Humble Heroes: John the Baptist

Paul’s story can be found in Mark 1:1-11; 6:14-29; Matt. 3; Luke 1; 3:1-21; John 1:14-24; 3:22-36

John, prophetic proclaimer and cousin of Jesus, doesn’t get the credit he deserves in the Gospels, but I imagine he would be quite fine with this. John, often called John the Baptist, knew his place in the grand scheme of things. Though a preacher and prophet, his message didn’t center around himself, but around the Messiah who he proclaimed.

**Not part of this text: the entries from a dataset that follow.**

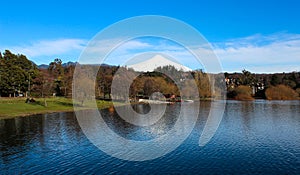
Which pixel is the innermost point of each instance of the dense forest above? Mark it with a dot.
(22, 77)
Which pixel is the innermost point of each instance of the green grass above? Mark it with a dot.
(13, 107)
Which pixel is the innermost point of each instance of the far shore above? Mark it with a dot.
(16, 107)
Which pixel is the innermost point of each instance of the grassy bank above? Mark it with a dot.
(12, 107)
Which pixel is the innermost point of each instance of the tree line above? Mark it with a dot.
(21, 77)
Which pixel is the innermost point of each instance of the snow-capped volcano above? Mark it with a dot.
(155, 62)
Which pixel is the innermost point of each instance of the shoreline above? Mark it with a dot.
(59, 104)
(16, 107)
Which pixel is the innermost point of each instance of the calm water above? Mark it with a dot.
(261, 137)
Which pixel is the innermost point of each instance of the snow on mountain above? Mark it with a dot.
(155, 62)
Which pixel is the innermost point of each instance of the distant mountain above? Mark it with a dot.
(43, 66)
(155, 62)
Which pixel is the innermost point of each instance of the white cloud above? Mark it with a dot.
(51, 47)
(43, 51)
(273, 53)
(258, 53)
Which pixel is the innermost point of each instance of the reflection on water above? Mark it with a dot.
(260, 137)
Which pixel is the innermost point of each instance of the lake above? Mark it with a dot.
(255, 137)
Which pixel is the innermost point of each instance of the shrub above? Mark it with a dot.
(281, 92)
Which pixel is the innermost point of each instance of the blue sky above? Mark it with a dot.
(261, 36)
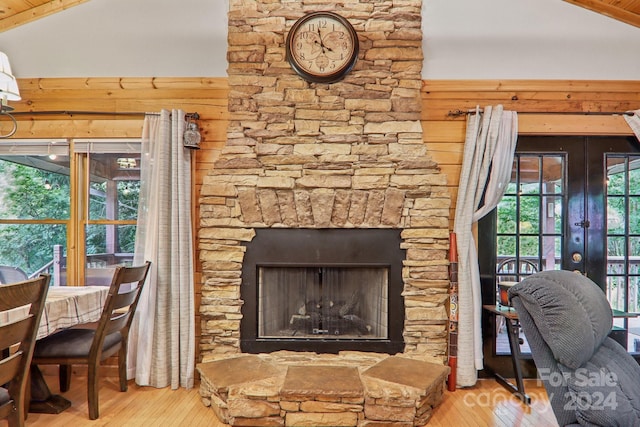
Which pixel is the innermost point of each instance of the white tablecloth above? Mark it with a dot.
(65, 306)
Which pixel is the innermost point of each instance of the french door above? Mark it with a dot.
(572, 204)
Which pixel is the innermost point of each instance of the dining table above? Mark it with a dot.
(65, 307)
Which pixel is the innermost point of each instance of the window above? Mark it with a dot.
(69, 207)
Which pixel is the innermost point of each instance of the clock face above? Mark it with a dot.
(322, 47)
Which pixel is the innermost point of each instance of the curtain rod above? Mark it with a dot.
(458, 113)
(194, 116)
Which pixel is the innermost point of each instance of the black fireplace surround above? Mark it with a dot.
(373, 251)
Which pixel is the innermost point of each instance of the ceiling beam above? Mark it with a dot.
(628, 12)
(36, 12)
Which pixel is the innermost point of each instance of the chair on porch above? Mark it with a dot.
(17, 339)
(590, 378)
(81, 346)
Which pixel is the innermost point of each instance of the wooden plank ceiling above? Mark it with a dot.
(623, 10)
(14, 13)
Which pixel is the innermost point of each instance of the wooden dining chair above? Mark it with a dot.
(18, 335)
(84, 346)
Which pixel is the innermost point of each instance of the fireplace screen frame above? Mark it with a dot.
(341, 248)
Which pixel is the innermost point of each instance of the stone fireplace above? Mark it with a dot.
(341, 157)
(324, 231)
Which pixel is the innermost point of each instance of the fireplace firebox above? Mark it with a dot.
(323, 290)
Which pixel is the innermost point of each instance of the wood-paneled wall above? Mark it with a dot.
(544, 107)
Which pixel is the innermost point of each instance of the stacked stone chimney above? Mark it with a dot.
(343, 155)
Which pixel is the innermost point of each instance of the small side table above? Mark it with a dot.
(511, 320)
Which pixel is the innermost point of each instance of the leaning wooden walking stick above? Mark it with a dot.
(453, 311)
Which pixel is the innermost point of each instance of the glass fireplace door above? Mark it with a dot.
(323, 302)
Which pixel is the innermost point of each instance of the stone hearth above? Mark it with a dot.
(305, 389)
(347, 155)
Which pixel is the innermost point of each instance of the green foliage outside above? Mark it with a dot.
(29, 193)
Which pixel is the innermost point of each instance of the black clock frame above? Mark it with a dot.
(338, 74)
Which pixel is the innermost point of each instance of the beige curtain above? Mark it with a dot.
(486, 169)
(162, 341)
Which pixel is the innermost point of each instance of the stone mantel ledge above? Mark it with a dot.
(350, 389)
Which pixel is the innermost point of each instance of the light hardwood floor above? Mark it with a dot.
(486, 404)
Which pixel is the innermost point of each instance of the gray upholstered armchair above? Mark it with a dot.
(590, 379)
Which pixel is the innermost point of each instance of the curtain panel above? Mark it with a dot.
(490, 144)
(162, 337)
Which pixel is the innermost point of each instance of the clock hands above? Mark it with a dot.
(321, 43)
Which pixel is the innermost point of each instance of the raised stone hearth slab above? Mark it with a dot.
(305, 389)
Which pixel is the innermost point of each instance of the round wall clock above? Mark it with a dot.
(322, 47)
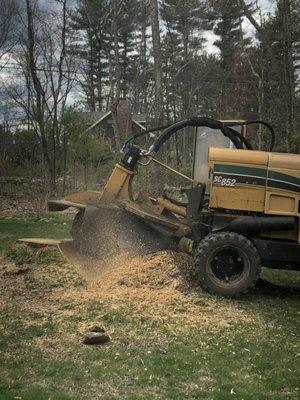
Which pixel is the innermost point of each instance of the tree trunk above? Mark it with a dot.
(118, 74)
(157, 62)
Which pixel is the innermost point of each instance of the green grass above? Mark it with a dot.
(148, 358)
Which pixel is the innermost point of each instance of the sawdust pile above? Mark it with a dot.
(160, 285)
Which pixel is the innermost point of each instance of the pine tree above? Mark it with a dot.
(89, 22)
(185, 22)
(228, 27)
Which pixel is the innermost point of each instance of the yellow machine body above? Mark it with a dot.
(255, 181)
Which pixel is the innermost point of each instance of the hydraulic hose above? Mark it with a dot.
(234, 136)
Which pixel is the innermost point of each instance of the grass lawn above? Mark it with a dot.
(252, 352)
(52, 226)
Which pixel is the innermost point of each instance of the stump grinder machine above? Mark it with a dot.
(243, 215)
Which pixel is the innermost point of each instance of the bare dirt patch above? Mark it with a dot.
(160, 286)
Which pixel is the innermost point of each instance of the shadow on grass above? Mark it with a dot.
(266, 288)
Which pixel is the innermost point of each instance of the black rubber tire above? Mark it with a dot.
(229, 241)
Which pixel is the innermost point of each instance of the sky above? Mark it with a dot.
(267, 6)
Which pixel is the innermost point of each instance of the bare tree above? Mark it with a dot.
(156, 43)
(7, 26)
(48, 74)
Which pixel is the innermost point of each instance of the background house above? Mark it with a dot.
(129, 122)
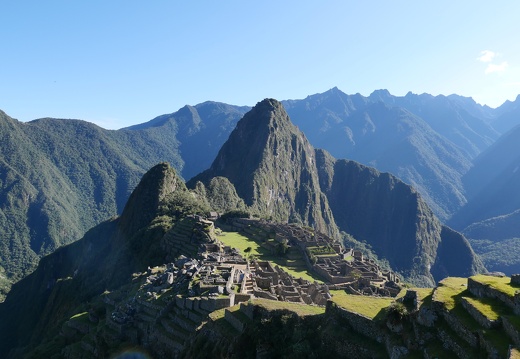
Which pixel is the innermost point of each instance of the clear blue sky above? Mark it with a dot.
(117, 63)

From the beginning of his ministry, John wanted people to anticipate a prophet greater than him. Mark 1:7-8 record him as teaching “After me comes the one more powerful than I, the straps of whose sandals I am not worthy to stoop down and untie. I baptize you with water, but he will baptize you with the Holy Spirit.” Everything John preached was to get the audience to focus away from himself and toward Jesus.

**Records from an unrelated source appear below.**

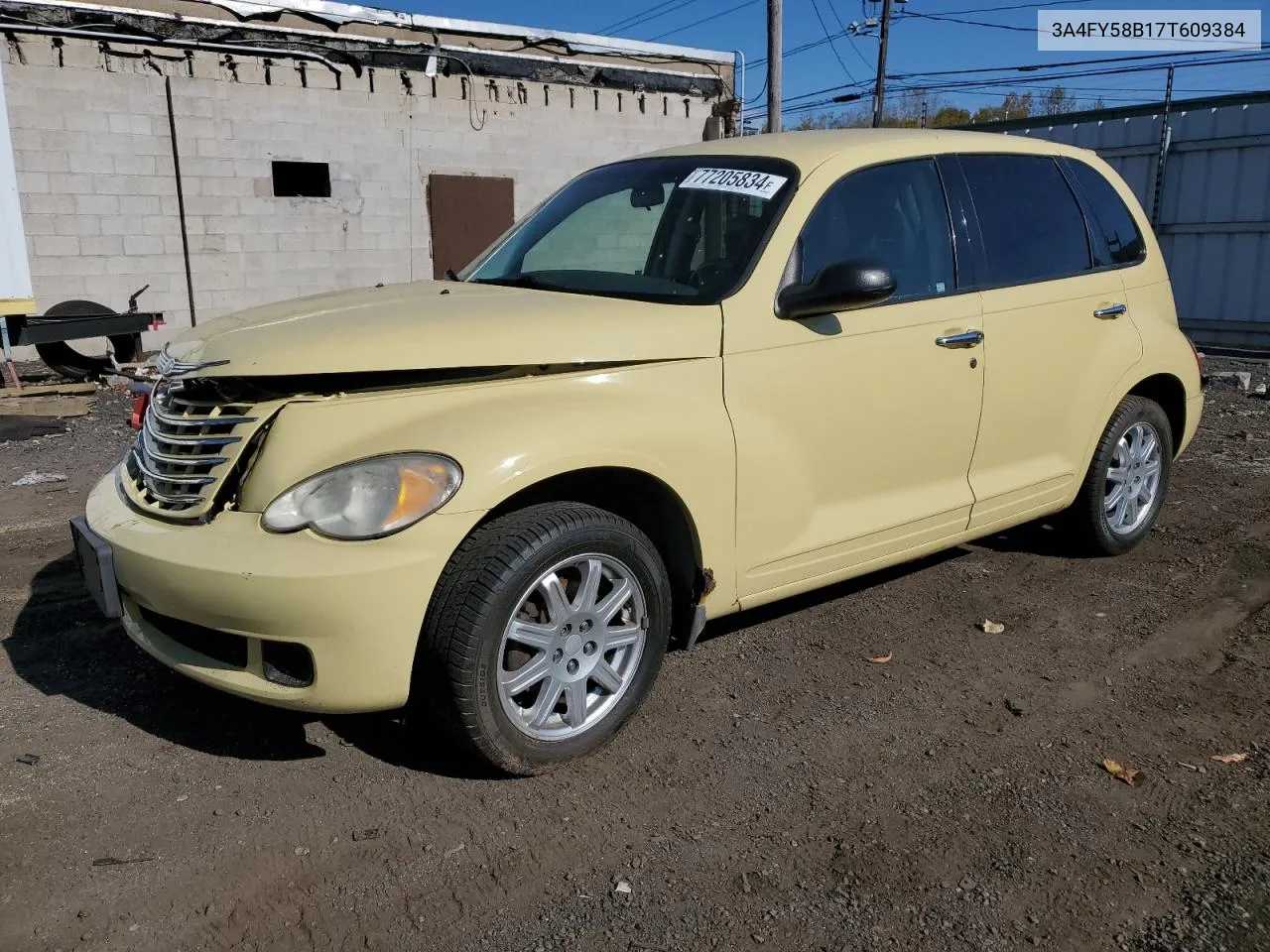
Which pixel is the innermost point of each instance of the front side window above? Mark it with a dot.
(680, 230)
(893, 213)
(1033, 227)
(1120, 231)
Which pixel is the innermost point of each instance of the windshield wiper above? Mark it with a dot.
(521, 281)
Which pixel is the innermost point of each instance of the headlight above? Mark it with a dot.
(366, 499)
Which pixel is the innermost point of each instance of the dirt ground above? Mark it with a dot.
(778, 791)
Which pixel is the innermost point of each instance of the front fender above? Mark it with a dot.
(666, 419)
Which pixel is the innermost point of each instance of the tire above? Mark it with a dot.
(1092, 522)
(466, 651)
(66, 361)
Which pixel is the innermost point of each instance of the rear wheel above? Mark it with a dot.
(547, 633)
(1125, 485)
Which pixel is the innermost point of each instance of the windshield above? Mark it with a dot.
(680, 230)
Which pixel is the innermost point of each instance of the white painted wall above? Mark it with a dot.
(94, 169)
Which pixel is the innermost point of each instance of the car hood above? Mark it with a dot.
(426, 325)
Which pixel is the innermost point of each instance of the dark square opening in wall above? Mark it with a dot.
(302, 179)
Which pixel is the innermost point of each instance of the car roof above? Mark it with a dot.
(810, 149)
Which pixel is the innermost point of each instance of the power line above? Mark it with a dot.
(851, 41)
(705, 19)
(647, 14)
(948, 18)
(1005, 81)
(829, 40)
(1011, 7)
(1034, 67)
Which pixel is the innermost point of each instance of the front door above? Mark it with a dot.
(855, 430)
(1057, 338)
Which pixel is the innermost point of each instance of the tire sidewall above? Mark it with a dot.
(638, 555)
(1153, 416)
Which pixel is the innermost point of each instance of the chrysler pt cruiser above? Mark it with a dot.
(685, 385)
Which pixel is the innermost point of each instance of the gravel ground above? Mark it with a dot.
(778, 791)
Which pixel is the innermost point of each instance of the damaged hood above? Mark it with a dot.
(436, 325)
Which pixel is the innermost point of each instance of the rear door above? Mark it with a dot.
(855, 430)
(1056, 335)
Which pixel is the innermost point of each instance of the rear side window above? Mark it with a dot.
(1120, 231)
(1033, 227)
(894, 213)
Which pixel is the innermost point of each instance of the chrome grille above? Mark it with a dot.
(187, 445)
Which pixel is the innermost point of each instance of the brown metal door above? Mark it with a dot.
(467, 212)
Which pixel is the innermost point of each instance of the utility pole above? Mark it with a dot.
(1166, 135)
(880, 89)
(774, 64)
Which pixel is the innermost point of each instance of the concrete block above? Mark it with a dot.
(56, 245)
(143, 245)
(137, 206)
(76, 225)
(103, 245)
(96, 204)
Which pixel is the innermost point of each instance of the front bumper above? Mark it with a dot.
(357, 607)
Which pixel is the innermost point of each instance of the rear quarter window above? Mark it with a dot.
(1124, 244)
(1032, 223)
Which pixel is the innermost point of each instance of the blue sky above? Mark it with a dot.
(917, 45)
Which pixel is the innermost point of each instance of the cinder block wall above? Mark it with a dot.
(98, 189)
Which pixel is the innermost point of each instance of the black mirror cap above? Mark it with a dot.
(837, 287)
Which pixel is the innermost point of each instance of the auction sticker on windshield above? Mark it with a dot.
(738, 181)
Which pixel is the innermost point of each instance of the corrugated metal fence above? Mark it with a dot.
(1214, 209)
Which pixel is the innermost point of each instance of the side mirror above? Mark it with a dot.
(648, 195)
(837, 287)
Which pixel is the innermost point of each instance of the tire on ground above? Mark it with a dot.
(480, 590)
(1087, 517)
(66, 361)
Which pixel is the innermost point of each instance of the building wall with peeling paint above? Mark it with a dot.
(98, 184)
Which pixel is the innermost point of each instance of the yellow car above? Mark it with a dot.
(686, 385)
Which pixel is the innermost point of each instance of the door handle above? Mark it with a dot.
(971, 338)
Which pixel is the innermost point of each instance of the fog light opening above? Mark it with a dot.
(287, 664)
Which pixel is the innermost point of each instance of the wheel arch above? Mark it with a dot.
(644, 500)
(1169, 391)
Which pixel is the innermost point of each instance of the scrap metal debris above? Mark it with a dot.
(114, 861)
(35, 477)
(1230, 758)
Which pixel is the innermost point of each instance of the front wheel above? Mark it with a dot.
(545, 635)
(1127, 480)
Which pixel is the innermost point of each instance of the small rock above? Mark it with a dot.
(1238, 380)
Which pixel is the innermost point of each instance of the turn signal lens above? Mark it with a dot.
(366, 499)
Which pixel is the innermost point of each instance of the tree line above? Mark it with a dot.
(915, 104)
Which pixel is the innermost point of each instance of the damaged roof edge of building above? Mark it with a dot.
(1118, 112)
(391, 40)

When Jesus came walking by in John 1, John quickly pointed him out. “The next day John saw Jesus coming toward him and said, “Look, the Lamb of God, who takes away the sin of the world! This is the one I meant when I said, ‘A man who comes after me has surpassed me because he was before me’” (John 1:29-30). This messaging obviously worked because Andrew, a disciple of John realized he needed to be following Jesus. He invited his brother Peter to join Jesus as well—Peter of course became an incredibly influential disciple of Jesus.

Even though we preach the gospel after Jesus’ live, death, and resurrection, we can still learn from John’s general tactics. He constantly worked to focus on what mattered—Jesus, not himself. In John 3, when Jesus’ disciples were baptizing people, essentially stealing “John’s thin” some of John’s disciples asked the prophet about his feelings. John reiterates that he is not the Messiah. He gives an example of what he is feeling. “The bride belongs to the bridegroom. The friend who attends the bridegroom waits and listens for him, and is full of joy when he hears the bridegroom’s voice. That joy is mine, and it is now complete” (John 3:29). A wedding isn’t all about the guests, but they should be excited for the couple. John, likewise, knows his role in Christian history: the show isn’t about him but is about Jesus.

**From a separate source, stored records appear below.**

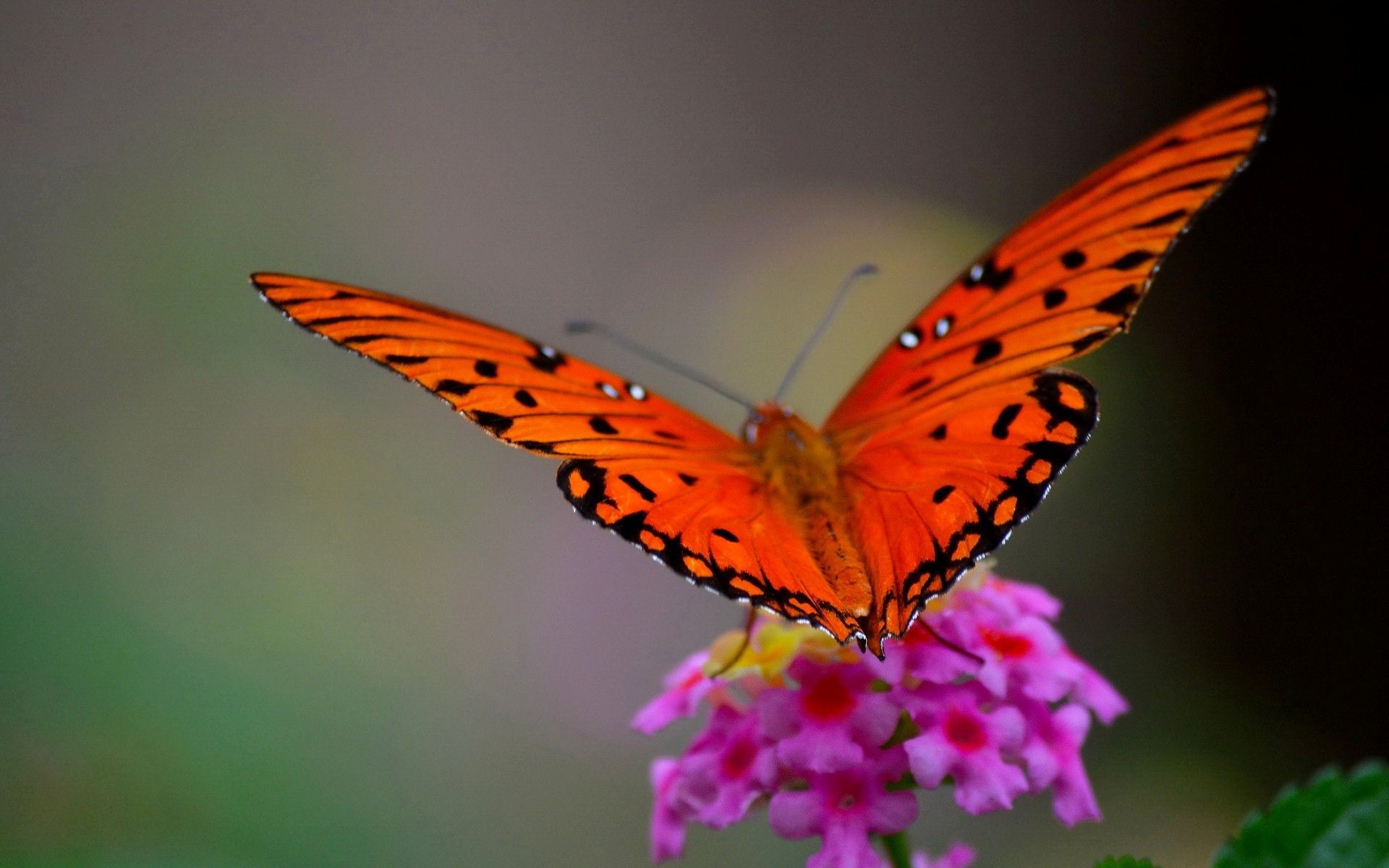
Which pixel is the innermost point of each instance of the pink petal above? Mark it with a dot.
(1073, 798)
(931, 759)
(846, 848)
(667, 827)
(1099, 694)
(959, 856)
(820, 750)
(985, 782)
(892, 812)
(797, 814)
(685, 686)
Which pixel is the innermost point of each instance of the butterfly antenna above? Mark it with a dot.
(582, 327)
(863, 271)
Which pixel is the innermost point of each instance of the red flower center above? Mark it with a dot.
(964, 732)
(738, 759)
(827, 699)
(1007, 644)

Then John replies with a powerful statement: “He must become greater; I must become less” (John 3:30). This is a clear example of a Christian’s posture toward Christ. Our own achievements, identity, or skills don’t matter as much as Jesus. This comes with risks, however. John’s message of repentance and about Jesus earned him a reputation as a weirdo and even lead to his beheading (Mark 6). John the Baptist demonstrates extreme humility despite consequences to his own survival and dignity.

Discussion Questions

  • What do you admire most about John’s character?
  • What does it look like to “become less”?
  • How can we be sure to preach about Jesus’ powers without focusing on our own abilities?
  • Which of John’s best traits do you need to work on in yourself?
  • How is your character and spiritual life challenged by John’s life?